To do this, I went to my private repo, modified the helm values to set an email server and its credentials, and updated the deployment. I had assumed that the dashboards were saved into backing storage (like I would have done with Kustomize), and so updating the deployment would just load the dashboards again once it rolls out.

I pressed enter and 4 seconds later, I was notified that the deployment had completed successfully. I opened up the Grafana dashboard and was presented with a login screen.

Odd. I don't usually need to login to Grafana as I had a session token.

I logged in and noticed that the theme had changed back to the default (dark mode).

This is where my mind begins to panic.

I take a look at the dashboard list and realise they're all there; except for the ones I had created myself. The 10 minutes setting up the operator was there, but the 7 days making my dashboards were gone. S**t.

Unbeknownst to me, Helm had redeployed the entire operator. Meaning it wiped the slate clean and treated it like it was a completely new deployment. I had misunderstood the helm chart and assumed that it saved the configuration into storage, resulting in an iterative deployment.

This is my third mistake. Using tools I do not understand properly. Whether this is a misunderstanding of Helm, Kubernetes or something else; there is still a misunderstanding made.

The takeaway from all this.

So. I made a few mistakes. Let's cover them in a bit more depth so that you can recognise them in your team, and prevent them from happening.

Multiple tools for the same purpose

The first mistake I made was the use of multiple tools to perform the same task. While I'm not saying you should use one tool for everything, you should not aim to use multiple tools that do the same thing. An example of this would be using Ansible and Puppet. They are both configuration management tools. Unless you are doing something highly specialised that requires the use of multiple tools, try to stick to one. This helps prevent knowledge of one leaking into the other and causing confusion and mistakes. In my case, I had assumed that the helm chart created storage for the Graphana dashboards (allowing them to persist) like I would have done for Kustomize.
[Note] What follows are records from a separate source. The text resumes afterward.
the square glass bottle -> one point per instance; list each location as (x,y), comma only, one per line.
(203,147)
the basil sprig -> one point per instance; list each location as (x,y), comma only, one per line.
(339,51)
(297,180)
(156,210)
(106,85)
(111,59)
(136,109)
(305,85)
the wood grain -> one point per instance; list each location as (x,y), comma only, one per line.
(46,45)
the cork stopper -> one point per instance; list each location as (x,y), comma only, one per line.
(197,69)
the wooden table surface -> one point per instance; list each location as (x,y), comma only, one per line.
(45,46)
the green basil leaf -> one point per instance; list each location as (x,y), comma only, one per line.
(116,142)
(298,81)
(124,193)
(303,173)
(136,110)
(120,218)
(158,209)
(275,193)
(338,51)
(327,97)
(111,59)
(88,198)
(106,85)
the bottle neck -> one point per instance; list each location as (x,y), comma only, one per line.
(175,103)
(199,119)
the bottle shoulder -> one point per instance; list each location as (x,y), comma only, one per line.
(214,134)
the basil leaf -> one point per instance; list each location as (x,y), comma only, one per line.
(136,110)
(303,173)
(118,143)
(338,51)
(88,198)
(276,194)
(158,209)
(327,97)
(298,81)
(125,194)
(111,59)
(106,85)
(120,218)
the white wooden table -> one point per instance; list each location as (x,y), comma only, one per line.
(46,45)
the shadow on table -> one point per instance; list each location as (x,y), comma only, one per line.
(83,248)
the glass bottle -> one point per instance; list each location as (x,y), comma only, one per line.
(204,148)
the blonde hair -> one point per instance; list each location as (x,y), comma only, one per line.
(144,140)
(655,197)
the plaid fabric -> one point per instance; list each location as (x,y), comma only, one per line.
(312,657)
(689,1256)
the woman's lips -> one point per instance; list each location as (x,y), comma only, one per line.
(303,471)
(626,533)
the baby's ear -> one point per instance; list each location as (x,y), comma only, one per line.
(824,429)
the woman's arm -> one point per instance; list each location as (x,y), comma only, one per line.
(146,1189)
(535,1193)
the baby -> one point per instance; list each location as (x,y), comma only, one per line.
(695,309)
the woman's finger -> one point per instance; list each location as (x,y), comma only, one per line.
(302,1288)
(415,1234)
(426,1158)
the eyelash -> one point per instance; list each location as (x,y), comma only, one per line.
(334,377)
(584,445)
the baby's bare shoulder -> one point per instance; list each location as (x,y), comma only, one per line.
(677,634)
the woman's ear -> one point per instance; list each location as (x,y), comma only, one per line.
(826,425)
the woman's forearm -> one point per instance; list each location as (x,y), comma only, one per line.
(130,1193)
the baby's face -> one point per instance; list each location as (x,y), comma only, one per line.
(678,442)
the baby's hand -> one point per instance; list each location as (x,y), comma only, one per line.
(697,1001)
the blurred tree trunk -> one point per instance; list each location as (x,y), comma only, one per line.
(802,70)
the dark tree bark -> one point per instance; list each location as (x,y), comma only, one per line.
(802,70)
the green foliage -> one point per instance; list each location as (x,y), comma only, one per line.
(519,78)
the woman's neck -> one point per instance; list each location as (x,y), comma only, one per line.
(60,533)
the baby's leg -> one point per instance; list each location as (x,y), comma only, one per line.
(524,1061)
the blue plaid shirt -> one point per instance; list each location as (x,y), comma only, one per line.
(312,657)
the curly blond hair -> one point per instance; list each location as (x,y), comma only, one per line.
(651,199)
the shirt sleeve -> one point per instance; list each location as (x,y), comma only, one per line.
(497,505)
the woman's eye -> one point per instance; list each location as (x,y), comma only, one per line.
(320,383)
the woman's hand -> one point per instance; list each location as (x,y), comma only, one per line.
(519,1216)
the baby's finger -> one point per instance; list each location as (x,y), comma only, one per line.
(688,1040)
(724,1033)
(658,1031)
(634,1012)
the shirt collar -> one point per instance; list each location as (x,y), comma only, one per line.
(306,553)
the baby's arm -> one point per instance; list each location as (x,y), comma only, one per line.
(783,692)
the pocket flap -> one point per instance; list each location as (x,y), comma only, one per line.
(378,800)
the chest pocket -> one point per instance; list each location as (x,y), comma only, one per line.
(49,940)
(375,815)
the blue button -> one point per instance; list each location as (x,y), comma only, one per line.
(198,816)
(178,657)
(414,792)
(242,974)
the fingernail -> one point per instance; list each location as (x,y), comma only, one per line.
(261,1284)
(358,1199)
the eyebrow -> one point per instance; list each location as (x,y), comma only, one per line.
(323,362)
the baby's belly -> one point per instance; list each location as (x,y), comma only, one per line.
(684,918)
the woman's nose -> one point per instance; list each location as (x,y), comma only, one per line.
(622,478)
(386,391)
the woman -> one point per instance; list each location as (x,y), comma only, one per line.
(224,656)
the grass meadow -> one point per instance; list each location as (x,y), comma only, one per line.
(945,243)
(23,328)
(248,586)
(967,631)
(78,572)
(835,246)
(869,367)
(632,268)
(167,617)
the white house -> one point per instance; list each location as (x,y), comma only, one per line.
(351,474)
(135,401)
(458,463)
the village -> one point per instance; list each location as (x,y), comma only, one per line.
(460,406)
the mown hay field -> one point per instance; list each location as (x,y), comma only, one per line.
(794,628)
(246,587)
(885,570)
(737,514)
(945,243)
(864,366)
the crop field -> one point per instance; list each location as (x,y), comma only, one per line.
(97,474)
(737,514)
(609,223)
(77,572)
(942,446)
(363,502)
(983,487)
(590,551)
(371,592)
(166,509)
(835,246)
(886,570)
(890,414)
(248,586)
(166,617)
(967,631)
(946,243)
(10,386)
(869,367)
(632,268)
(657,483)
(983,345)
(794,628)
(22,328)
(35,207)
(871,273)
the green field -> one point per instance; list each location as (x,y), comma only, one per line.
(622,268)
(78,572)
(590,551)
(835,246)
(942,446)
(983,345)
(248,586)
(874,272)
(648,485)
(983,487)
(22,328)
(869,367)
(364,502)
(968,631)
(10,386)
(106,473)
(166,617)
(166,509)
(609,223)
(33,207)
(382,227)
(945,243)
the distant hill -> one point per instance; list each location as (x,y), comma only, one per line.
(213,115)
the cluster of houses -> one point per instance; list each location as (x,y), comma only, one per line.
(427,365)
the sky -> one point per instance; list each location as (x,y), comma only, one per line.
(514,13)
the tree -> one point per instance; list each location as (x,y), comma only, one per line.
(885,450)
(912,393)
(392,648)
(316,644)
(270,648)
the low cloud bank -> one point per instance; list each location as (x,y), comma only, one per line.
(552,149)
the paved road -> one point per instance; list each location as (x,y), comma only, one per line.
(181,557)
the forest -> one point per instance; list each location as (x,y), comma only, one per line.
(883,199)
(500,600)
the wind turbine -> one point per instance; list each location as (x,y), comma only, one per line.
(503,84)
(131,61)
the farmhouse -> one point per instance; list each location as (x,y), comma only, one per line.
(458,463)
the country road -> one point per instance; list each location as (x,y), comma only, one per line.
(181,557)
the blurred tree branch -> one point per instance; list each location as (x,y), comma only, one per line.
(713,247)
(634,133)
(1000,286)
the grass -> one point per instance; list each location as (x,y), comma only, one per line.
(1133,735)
90% IaC is not acceptable.

The next mistake was manual changes ontop of automated changes. I had defined 90% of my infrastructure as code, but the remaining 10% was what mattered the most.

The 10% in my case, was the custom dashboards I had created. For others, 10% could be code pipelines to deploy code. This kind of infrastructure is often easy to create, and incredibly hard to spot. Sometimes you make assumptions that the remaining 10% is not that important, but you won't realise that until it's gone. I'm not going to claim I'm a master at this by any stretch, but I'll try and give some tips on recognising it.

The first steps to recognising the hidden 10% are to deploy your infrastructure into a test environment with only the parts that are defined as code and compare it to what is actually deployed. This will give you a start into recognising what work needs to be done, and do not stop until you reach 100% and can prove it is 100%.

For some cases, 100% is not possible, and that can be ok. Mitigate against it by documenting the manual changes needed, and make sure that you can prove it.

Understand the tools you are using

This links back to my first mistake somewhat. But it is important to understand the infrastructure tools you are using. I'm not saying that you need to be the all-seeing guru of all things helm, but you should at least build up an understanding that allows you to do the most common tasks without needing to consult a guide. If the tool you are working with does something you did not expect, investigate why that happened and learn from it. Tools are not people, they will always do what you tell them to do. Do not sit idly and just think "oh nothing will come of that", because it can.

Next steps

Where do I go from here? I'm going to drop helm. It's great for some quick and small wins, but I do not want to be in a position where I am not in control of what I am deploying, and cause an issue like this again.
I'm probably going to wait for Openshift origin 4.4 to release (officially), and give it another go. Maybe I'll call this one Skylab. All I know is that from here I can only learn, and I hope you learnt something from this adventure too.